Le janvier de Janus

Ici tout commence. Ce début d'année est une période où l'on regarde derrière et davantage encore devant soi. D'un bilan l'autre, nous enterrons douze mois pour en commencer douze autres. Cette forme de temps découpé selon le calendrier s'applique particulièrement bien pour toute une série d'activités humaines. En économie par exemple, les comptes sont soldés au 31 décembre et les budgets prévisionnels prennent acte au 1er janvier.
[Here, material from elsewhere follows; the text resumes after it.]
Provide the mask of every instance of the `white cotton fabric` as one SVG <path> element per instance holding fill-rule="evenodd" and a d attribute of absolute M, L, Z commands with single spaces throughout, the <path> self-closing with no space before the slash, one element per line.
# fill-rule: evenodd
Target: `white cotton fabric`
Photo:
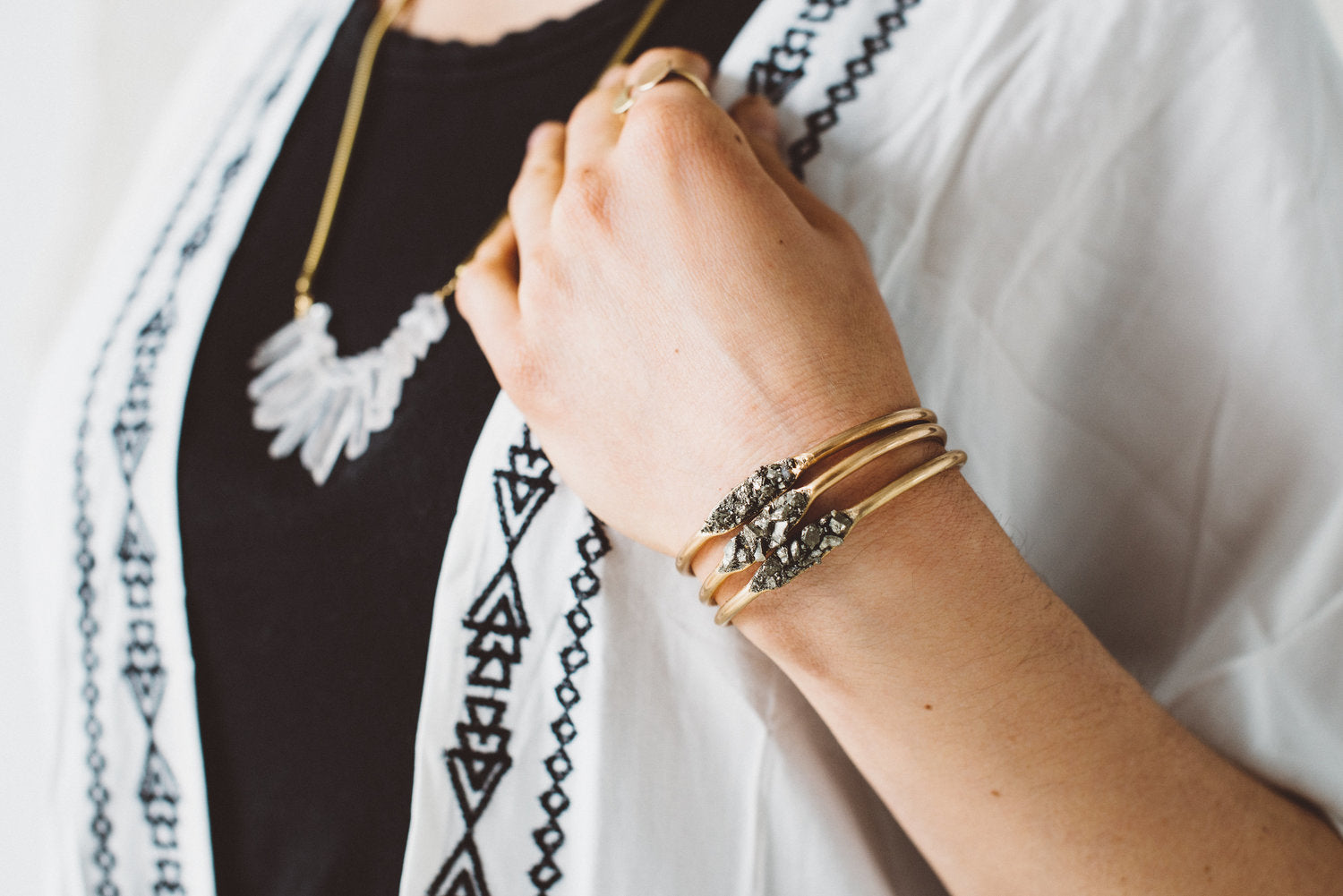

Il en va de même pour les projets des collectivités. C'est aussi la période des vœux où pour chacun se tourne une page et s'en écrit une autre. Les Romains avaient consacré le mois de janvier à Janus lui dédicaçant de nombreux rites complexes. Ce dieu aux deux visages a longtemps fasciné et fascine toujours les poètes. Il est considéré comme le Dieu des portes, du passage - d'une année à l'autre - et celui des commencements, "parce qu'à Janus était consacré tout commencement" (1). Il faut comprendre cette idée de commencement non pas comme quelque chose qui débuterait de rien mais plutôt comme le début de quelque chose déjà inscrit dans un principe de causalité. En effet, la divinité de Janus tient à son rôle d'initiateur et non de créateur. C'est pour cela qu'il pourrait aussi personnifier la volonté humaine tout comme sa liberté.
Ce qu'il faudrait distinguer c'est qu'il y a un commencement qui ne commence que parce qu'il est impulsé par quelque chose. En effet, Kant, par exemple dans "La troisième antinomie de la cosmologique de la Raison pure" (2) examine la question du commencement en démontrant qu'une cause naturelle ne suffit pas pour initier quelque chose. On peut donc clairement entrevoir qu'il y a des événements qui arrivent et des événements que l'on fait arriver, c'est-à-dire que les premiers dépendent d'une cause échappant à la liberté humaine et que les autres sont provoqués par le libre arbitre de chacun d'entre nous. Kant met de côté un commencement lié au temps pour défendre la causalité qui est un commencement dans le monde. Ceci rend d'autant plus difficile une archéologie où l'enquête de l'entendement sera capable de discerner les enchaînements de cause et d'effets provoqués par un commencement.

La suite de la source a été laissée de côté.